Сначала в бухту вошло несколько миноносцев. За ними один за другим - кильватерной колонной - следовали четыре огромных транспорта. Миноносцы развернулись на Малом рейде, а транспорты прошли прямо к причалам четырех молов - Потаповского, Военного, Нового и Платоновского. На палубах транспортов, построенные уже с оружием в руках, готовые кинуться в бой, как только ступят на землю, стояли французские солдаты. Были они не в обычной фронтовой форме хаки, а в неожиданно яркой одежде. С берега было видно, что верхняя ее часть синяя, а нижняя - красная.
Транспорты причалили, упали сходни, и солдаты боевыми порядками с оружием на изготовку беглым шагом расходились во все стороны веером, заполняя территорию порта.
С берега, с Николаевского бульвара, где под надежной охраной "зоны" собрался "цвет" эмиграции, проживавшей в "зоне", французский десант приветствовали отчаянными возгласами "вив ля Франс", бросали в воздух шапки и белые платочки.

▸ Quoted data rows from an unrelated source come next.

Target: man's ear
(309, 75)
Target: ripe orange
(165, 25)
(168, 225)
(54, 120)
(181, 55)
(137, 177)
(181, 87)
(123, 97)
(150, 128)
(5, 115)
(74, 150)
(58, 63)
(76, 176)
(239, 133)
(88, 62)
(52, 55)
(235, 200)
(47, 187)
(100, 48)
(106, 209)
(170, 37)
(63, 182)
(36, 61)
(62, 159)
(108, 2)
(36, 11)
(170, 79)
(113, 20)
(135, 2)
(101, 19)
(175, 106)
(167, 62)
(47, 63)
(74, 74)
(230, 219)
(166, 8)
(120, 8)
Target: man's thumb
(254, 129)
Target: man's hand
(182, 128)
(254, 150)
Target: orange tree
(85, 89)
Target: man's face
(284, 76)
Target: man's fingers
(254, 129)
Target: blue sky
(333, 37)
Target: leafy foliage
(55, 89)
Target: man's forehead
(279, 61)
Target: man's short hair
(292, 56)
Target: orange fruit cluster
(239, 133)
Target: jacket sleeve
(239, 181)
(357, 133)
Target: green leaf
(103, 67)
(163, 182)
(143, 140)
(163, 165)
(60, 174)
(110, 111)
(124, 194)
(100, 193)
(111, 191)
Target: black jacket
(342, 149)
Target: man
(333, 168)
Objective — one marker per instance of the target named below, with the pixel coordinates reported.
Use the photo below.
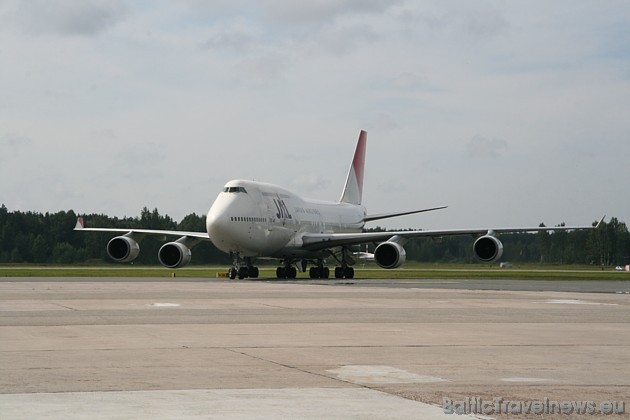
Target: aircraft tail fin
(353, 190)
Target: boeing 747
(251, 220)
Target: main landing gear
(243, 268)
(344, 272)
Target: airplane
(250, 220)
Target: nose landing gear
(243, 268)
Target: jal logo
(283, 211)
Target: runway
(150, 348)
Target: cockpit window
(234, 189)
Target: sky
(512, 113)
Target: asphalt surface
(198, 348)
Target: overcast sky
(511, 113)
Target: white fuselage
(256, 219)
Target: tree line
(31, 237)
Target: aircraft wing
(324, 240)
(151, 232)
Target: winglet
(600, 222)
(353, 190)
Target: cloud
(296, 12)
(309, 182)
(68, 17)
(382, 122)
(481, 147)
(239, 36)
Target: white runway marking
(576, 302)
(519, 379)
(368, 374)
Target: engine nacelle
(390, 255)
(488, 248)
(174, 255)
(123, 249)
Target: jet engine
(390, 255)
(123, 249)
(174, 255)
(488, 248)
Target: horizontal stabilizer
(371, 217)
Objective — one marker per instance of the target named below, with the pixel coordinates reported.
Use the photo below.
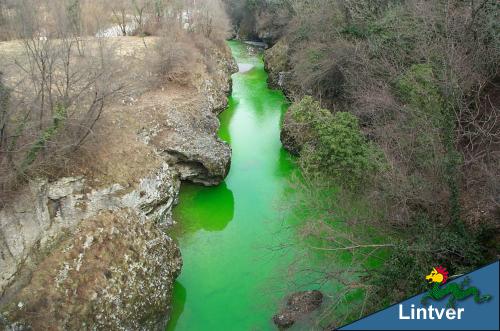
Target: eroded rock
(297, 306)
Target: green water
(233, 276)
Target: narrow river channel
(232, 279)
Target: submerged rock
(297, 306)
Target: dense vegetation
(406, 108)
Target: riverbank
(88, 248)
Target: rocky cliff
(91, 251)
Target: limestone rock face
(297, 306)
(92, 253)
(290, 135)
(101, 278)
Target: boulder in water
(297, 305)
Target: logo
(455, 292)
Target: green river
(234, 275)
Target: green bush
(335, 145)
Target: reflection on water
(214, 208)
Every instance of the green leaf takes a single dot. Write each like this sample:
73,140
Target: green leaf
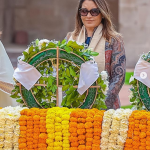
37,42
70,90
64,88
94,53
68,49
39,87
67,72
72,72
63,41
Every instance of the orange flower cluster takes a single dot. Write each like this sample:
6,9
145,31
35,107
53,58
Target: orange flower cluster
97,125
85,128
33,133
23,130
43,133
139,131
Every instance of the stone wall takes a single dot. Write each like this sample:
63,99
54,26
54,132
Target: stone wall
134,24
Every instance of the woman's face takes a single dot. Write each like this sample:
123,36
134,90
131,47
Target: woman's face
90,21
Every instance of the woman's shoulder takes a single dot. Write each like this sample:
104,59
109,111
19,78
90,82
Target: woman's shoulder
117,39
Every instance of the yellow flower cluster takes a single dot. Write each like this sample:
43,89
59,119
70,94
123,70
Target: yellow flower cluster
57,124
139,131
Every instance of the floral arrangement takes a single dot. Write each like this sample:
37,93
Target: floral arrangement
9,127
57,124
68,76
74,129
138,132
135,98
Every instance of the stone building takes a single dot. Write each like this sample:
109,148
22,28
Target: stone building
22,21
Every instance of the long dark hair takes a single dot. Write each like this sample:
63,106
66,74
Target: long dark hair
108,27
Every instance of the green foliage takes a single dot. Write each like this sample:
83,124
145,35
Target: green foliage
45,92
127,77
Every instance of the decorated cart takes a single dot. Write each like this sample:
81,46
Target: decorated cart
62,109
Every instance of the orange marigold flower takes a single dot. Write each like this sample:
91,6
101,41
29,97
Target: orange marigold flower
23,128
89,139
81,131
22,145
80,125
98,118
82,142
97,137
73,124
89,119
89,135
74,114
22,123
129,141
23,118
74,144
22,140
81,137
72,130
90,130
74,134
73,139
36,118
88,125
73,119
88,143
142,135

Французские десантники бегом поднимались вверх прямо по склонам обрыва. Ветер трепал их короткие синие курточки и широченные красные шаровары.
Когда французские солдаты в красных шароварах, взбежав на высокий берег, оказались на Николаевском бульваре, стало видно, что лица у них черные. Это были зуавы. Одессу занимал десант французских колониальных войск. Солдаты были негры, офицеры - белые.

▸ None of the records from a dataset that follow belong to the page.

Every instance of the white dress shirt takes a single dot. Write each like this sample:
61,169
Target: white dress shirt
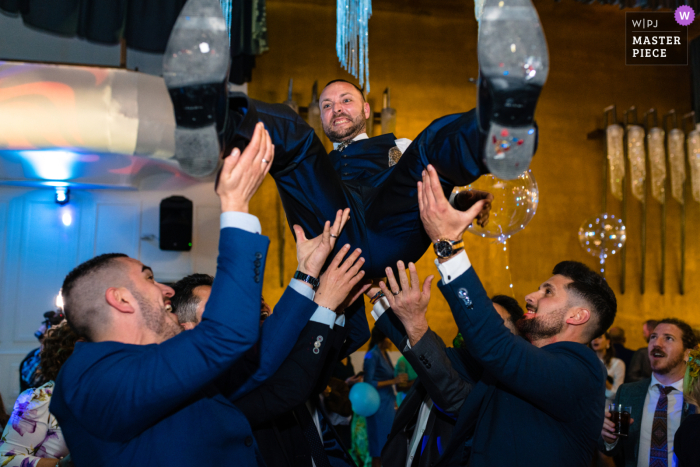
401,143
675,409
617,372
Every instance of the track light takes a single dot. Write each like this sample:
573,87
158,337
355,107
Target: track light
62,195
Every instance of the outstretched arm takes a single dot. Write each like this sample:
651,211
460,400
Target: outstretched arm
523,368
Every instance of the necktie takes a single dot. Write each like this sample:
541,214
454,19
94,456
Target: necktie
658,455
308,427
343,145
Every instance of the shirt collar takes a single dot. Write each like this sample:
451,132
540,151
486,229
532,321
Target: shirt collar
359,137
678,385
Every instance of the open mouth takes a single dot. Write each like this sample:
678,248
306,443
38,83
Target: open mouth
340,121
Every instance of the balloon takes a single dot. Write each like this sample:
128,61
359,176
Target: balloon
364,399
514,204
602,235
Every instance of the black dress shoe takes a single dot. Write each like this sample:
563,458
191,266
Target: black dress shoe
195,70
513,67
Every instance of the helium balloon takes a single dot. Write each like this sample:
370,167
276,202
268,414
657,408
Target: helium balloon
364,399
602,235
514,204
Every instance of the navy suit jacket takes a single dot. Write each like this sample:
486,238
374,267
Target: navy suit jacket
545,404
121,404
634,395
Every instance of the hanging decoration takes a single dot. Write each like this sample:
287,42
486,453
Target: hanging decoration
351,38
694,161
602,235
616,159
227,9
676,159
637,156
657,161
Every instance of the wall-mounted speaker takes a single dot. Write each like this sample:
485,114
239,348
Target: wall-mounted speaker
176,224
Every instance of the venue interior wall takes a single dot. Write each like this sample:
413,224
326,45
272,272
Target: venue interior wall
426,52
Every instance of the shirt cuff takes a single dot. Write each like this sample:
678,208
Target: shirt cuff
305,290
380,306
453,267
241,220
324,315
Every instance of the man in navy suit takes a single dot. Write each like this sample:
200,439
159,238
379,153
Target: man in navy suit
139,392
542,396
658,405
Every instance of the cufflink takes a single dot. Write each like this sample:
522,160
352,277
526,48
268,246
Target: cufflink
464,296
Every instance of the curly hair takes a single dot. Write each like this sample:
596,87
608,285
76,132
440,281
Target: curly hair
57,347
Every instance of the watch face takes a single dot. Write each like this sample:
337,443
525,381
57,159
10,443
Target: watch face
443,248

На первых четырех транспортах прибыло пять тысяч стрелков-зуавов.
Бой в центре города не утихал, но группы казаков и местного населения, сопротивляясь, уже отходили под нажимом противника за Полицейскую, за Почтовую, за Еврейскую улицы…
Встречали командование десанта на причале Потаповского мола консул Энно с супругой, адмирал Боллард с адъютантами, маршал белопольских легионеров Дзяволтовский и командующий дивизией добрармии генерал Гришин-Алмазов. Дамой генерала Гришина-Алмазова была "представительница русской общественности", королева экрана, артистка Вера Холодная.

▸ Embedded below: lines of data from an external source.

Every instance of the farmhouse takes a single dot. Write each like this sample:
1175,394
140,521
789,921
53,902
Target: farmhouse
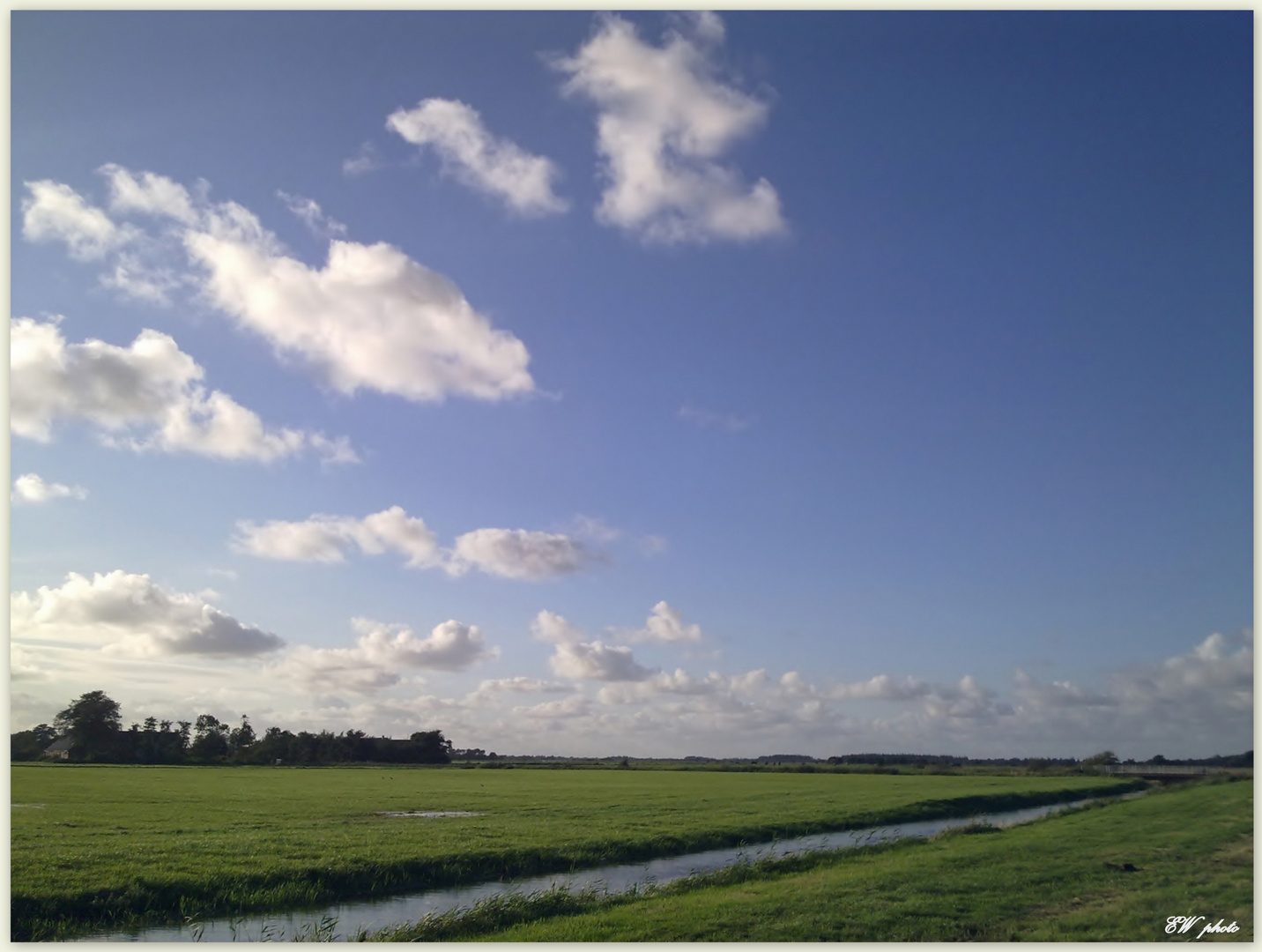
60,749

С флагманского катера сошел на берег сам командир десанта, командующий войсками Антанты на Одесском плацдарме генерал д’Ансельм.
Генерал д’Ансельм был в защитной, голубоватого оттенка форме фронтовика, но и в этой серой одежде сразу бросалась в глаза его аристократическая внешность: высокий, статный, представительный, с гордо посаженной головой. Ему нельзя было дать пятидесяти, но его волнистая шевелюра блестела густой серебряной сединой.
Следом за генералом д’Ансельмом на берег сошел человечек в такой же форме французского офицера-фронтовика, но с полковничьими знаками различия на воротнике и кепи и с шевроном генерального штаба. Внешность этого человека была отнюдь не воинственной - слишком уж он был неказист. Ростом он был почти карлик, лицом походил на мелкого комиссионера и к тому же прихрамывал на одну ногу. Это был начальник штаба группы войск Антанты на Одесском плацдарме, полковник генерального штаба Фредамбер.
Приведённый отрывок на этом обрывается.